A new approach to the inverse problem for current mapping in thin-film superconductors

TL;DR

This paper introduces a detailed mathematical method for solving the inverse Biot-Savart law in thin-film superconductors using Magneto-Optical Imaging, improving accuracy and implementation over previous approaches.

Contribution

It presents a new, detailed approach for current mapping in superconducting thin films, refining previous methods and verifying effectiveness with experimental data.

Findings

Effective inversion of the Biot-Savart law demonstrated on YBa2Cu3O7 films.

Refined methods improve accuracy over previous techniques.

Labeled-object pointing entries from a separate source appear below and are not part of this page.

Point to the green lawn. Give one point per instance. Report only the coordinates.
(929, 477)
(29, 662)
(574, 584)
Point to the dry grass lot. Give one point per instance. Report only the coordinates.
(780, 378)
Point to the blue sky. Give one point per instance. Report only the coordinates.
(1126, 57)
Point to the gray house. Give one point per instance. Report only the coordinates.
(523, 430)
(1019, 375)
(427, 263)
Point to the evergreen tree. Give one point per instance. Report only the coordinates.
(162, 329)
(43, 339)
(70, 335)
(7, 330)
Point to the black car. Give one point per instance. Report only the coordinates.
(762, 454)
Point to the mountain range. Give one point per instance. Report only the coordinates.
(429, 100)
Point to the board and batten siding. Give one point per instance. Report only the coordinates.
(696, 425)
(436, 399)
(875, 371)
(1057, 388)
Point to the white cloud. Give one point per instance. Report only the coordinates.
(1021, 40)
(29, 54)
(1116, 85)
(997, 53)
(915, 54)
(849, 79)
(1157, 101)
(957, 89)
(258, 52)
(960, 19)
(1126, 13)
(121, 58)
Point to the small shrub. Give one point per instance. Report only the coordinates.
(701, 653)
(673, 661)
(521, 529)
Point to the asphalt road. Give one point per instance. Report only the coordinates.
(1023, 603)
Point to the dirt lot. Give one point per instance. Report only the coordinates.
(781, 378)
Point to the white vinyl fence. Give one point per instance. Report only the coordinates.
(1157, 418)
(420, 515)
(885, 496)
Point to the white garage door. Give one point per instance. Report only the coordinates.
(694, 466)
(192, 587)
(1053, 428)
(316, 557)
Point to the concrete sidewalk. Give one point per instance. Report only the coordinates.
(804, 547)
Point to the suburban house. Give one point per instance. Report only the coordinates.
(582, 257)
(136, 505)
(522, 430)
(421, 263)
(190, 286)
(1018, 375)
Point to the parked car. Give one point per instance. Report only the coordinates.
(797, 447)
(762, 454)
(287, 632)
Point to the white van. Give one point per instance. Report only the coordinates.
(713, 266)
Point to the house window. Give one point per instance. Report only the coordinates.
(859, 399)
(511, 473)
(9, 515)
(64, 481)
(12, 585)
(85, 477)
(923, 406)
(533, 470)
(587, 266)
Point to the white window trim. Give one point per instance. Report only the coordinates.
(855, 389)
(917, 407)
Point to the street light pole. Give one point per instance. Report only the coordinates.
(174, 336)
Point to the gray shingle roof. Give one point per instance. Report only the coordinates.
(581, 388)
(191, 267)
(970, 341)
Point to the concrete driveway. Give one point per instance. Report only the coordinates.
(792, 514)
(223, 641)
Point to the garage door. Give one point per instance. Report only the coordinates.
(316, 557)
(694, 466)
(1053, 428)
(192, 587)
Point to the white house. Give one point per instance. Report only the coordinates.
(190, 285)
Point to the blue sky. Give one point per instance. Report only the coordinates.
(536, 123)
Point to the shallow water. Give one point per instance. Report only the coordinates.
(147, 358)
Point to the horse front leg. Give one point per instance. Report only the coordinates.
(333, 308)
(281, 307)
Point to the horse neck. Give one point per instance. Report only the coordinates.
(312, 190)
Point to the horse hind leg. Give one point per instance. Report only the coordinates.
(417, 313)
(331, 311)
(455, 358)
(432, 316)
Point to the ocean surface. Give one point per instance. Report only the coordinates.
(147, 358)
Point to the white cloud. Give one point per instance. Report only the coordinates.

Streamlined iterative technique accounts for in-plane magnetic fields.

Abstract

A novel mathematical approach has been developed to complete the inversion of the Biot-Savart law in one- and two-dimensional cases from measurements of the perpendicular component of the magnetic field using the well-developed Magneto-Optical Imaging technique. Our approach, especially in the 2D case, is provided in great detail to allow a straightforward implementation as opposed to those found in the literature. Our new approach also refines our previous results for the 1D case [Johansen et al., Phys. Rev. B 54, 16264 (1996)], and streamlines the method developed by Jooss et al. [Physica C 299, 215 (1998)] deemed as the most accurate if compared to that of Roth et al. [J. Appl. Phys. 65, 361 (1989)]. We also verify and streamline the iterative technique, which was developed following Laviano et al. [Supercond. Sci. Technol. 16, 71 (2002)] to account for in-plane magnetic fields caused by the bending of the applied magnetic field due to the demagnetising effect. After testing on magneto-optical images of a high quality YBa2Cu3O7 superconducting thin film, we show that the procedure employed is effective.